For her 2D work, Mary Filer’s preferred medium was watercolours. Whether the subject matter was portraits, abstracts, or landscapes, watercolours were most frequently used to bring her visions to life on paper, canvass or artist’s board. This section will highlight the various techniques Filer employed most frequently when working with watercolours, using two specific groups of paintings from the University’s collection as examples: the “Spring” series from the 1953 and the volcano pictures from the 1960s.

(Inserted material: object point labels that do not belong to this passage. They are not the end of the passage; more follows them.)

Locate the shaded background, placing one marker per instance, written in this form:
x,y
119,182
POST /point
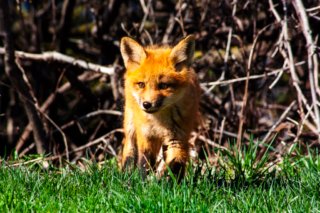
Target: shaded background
x,y
79,109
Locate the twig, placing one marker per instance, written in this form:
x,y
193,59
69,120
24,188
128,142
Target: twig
x,y
313,65
245,95
284,114
59,57
89,144
252,77
45,106
18,82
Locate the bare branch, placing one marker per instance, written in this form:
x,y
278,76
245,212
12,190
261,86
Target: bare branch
x,y
59,57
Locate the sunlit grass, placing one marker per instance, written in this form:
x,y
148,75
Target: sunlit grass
x,y
252,187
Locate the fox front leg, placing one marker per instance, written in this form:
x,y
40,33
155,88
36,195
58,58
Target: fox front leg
x,y
176,155
129,154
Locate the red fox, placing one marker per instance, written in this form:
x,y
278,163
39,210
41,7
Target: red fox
x,y
161,104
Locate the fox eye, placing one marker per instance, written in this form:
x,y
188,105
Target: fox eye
x,y
141,85
163,86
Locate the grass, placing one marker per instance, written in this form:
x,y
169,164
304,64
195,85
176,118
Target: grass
x,y
295,188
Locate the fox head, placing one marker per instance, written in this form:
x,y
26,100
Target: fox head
x,y
156,77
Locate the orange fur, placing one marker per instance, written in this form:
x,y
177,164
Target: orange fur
x,y
161,104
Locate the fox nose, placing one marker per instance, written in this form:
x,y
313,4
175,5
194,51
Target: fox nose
x,y
147,105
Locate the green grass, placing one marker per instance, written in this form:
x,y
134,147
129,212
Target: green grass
x,y
296,188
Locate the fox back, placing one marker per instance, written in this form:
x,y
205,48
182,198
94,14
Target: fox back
x,y
161,104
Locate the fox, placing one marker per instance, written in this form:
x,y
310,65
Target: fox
x,y
161,105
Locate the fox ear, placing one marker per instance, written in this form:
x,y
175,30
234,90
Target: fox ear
x,y
182,53
131,51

The technique Mary used to produce the small series named “Spring” is referred to as “wet on wet.” It involves the application of wet paint to wet areas of paper so that the water absorbs the paint and moves it to fill in the pre-wetted area. This creates an ethereal effect that works in tandem with the dreamy, whimsical subject matter. In the case of the “Spring” images, Filer also used fine black ink to outline and emphasize the figures rendered in watercolour. The practice of using multiple mediums in a single piece is something we see throughout Filer’s artistic career.
The natural world was a never-ending source of inspiration for Mary, as evidenced in the aforementioned “Spring” series, as well as with the numerous landscapes, depictions of flowers and gardens, and her fascination with volcanoes. With the latter, we can observe several different uses of watercolour: “wet on wet,” “wet on dry” (which, as the name suggests, is the application of wet paint to dry paper) and “watercolour resist.” The latter is a technique that involves creating a masking effect on the picture surface where paint will not adhere. Mary used wax for this purpose and the end result tends to resemble pastel or crayon brushstrokes more than typical watercolour. In the volcano pictures, we see layering of colours and the “watercolour resist” approach used to emphasize the dramatic plumes of volcanic smoke and ash.
Incidentally, the particular volcano that appeared to have most served as Filer’s inspiration is Quebec’s Mont Saint-Bruno, which she referred to often as simply “Mt. Bruno.” Mary spent several years living in Montreal during the mid 1940s, which is within close proximity to the Mont-Saint-Bruno National Park.